Localizing colorectal cancer by colonoscopy
- PMID: 16230540
- DOI: 10.1001/archsurg.140.10.932
Localizing colorectal cancer by colonoscopy
Abstract
Hypothesis: Colonoscopic localization of colorectal carcinoma is frequently inaccurate and unreliable.
Design: Consecutive case series.
Setting: Tertiary care teaching hospital.
Patients: Three hundred fourteen consecutive patients undergoing surgical resection for colorectal cancer from January 1, 2000, to December 31, 2003.
Intervention: Surgical resection for colorectal cancer.
Main outcome measure: Incidence of erroneous site localization.
Results: Two hundred thirty-six patients had complete endoscopic, pathologic, and operative records. Colonoscopy was inaccurate for tumor localization in 49 cases (21%). In 27 (11%) of these cases, a different procedure was required than initially planned; in an additional 10 cases (4%), the surgical approach required modification. Inaccurate localization was associated with previous colorectal procedures on both univariate analysis (odds ratio, 3.94; 95% confidence interval, 1.50-10.32; P<.005) and multivariate analysis (odds ratio, 4.47; 95% confidence interval, 1.64-12.08; P = .003).
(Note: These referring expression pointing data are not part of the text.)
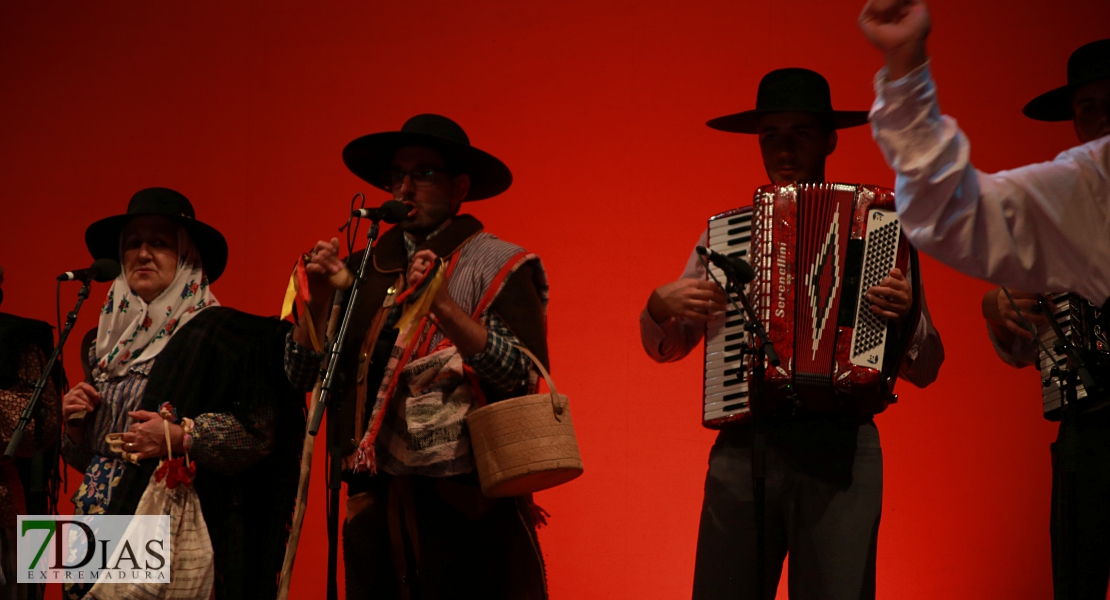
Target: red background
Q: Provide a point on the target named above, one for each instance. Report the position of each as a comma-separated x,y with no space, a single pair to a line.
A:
598,108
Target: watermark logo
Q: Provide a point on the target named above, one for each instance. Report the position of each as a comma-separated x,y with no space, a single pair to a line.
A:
93,548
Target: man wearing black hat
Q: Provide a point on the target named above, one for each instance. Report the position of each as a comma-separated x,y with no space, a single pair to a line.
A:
1040,226
416,521
824,471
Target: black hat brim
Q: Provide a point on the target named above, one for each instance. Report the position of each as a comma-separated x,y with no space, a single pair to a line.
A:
748,121
102,239
1051,105
370,156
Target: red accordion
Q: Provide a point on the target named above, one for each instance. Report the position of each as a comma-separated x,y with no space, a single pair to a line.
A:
816,250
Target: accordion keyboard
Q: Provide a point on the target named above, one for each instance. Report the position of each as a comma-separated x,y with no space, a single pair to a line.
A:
726,384
1069,314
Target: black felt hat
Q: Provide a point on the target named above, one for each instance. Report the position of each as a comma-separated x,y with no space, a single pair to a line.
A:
789,90
102,237
370,156
1091,62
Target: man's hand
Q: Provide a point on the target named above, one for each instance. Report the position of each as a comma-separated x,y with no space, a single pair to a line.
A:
147,438
898,29
421,263
696,300
998,311
323,262
468,336
892,298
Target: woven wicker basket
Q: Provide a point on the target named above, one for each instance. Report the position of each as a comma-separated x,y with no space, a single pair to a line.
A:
526,444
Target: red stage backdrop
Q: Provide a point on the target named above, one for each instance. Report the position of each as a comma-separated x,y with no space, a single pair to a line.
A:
599,110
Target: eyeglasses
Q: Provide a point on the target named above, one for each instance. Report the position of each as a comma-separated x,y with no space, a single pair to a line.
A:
422,178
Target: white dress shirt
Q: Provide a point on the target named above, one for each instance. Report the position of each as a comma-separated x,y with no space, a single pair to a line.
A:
1041,227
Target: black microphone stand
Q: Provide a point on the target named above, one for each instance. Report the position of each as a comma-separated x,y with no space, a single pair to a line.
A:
763,353
17,434
335,463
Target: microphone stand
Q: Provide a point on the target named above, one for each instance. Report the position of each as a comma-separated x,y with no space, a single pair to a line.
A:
336,345
763,352
17,434
335,464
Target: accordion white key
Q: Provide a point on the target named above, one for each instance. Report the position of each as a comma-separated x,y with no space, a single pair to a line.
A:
1085,325
726,383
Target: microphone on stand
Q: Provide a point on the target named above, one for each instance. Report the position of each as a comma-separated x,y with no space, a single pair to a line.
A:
102,270
393,211
736,268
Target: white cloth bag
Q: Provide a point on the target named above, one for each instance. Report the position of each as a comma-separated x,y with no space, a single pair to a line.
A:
192,566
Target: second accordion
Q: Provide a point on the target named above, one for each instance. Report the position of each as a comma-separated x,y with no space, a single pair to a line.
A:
816,250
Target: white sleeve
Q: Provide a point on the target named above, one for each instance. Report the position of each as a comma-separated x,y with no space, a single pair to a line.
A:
1039,227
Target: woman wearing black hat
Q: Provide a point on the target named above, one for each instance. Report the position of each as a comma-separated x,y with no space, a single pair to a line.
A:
164,338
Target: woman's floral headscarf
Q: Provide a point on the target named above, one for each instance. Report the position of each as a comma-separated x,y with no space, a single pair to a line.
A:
132,332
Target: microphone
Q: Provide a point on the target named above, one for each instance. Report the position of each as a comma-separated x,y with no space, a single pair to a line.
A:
393,211
102,270
737,268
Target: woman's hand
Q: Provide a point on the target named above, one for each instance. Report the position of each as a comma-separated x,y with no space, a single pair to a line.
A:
147,439
82,397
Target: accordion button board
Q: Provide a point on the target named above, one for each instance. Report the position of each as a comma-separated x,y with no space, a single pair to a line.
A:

Having the colonoscopy performed by a surgeon trended toward protection from error on multivariate analysis (odds ratio, 0.47; 95% confidence interval, 0.20-1.08; P = .07). Age, sex, diverticular disease, endoscopist volume and years of training, and bowel preparation had no significant effect.
Conclusions: Colonoscopy has a considerable error rate for localization of colorectal cancer, especially when previous colorectal procedures have been performed. Adjunctive localizing techniques, such as endoscopic tattooing, should be strongly considered.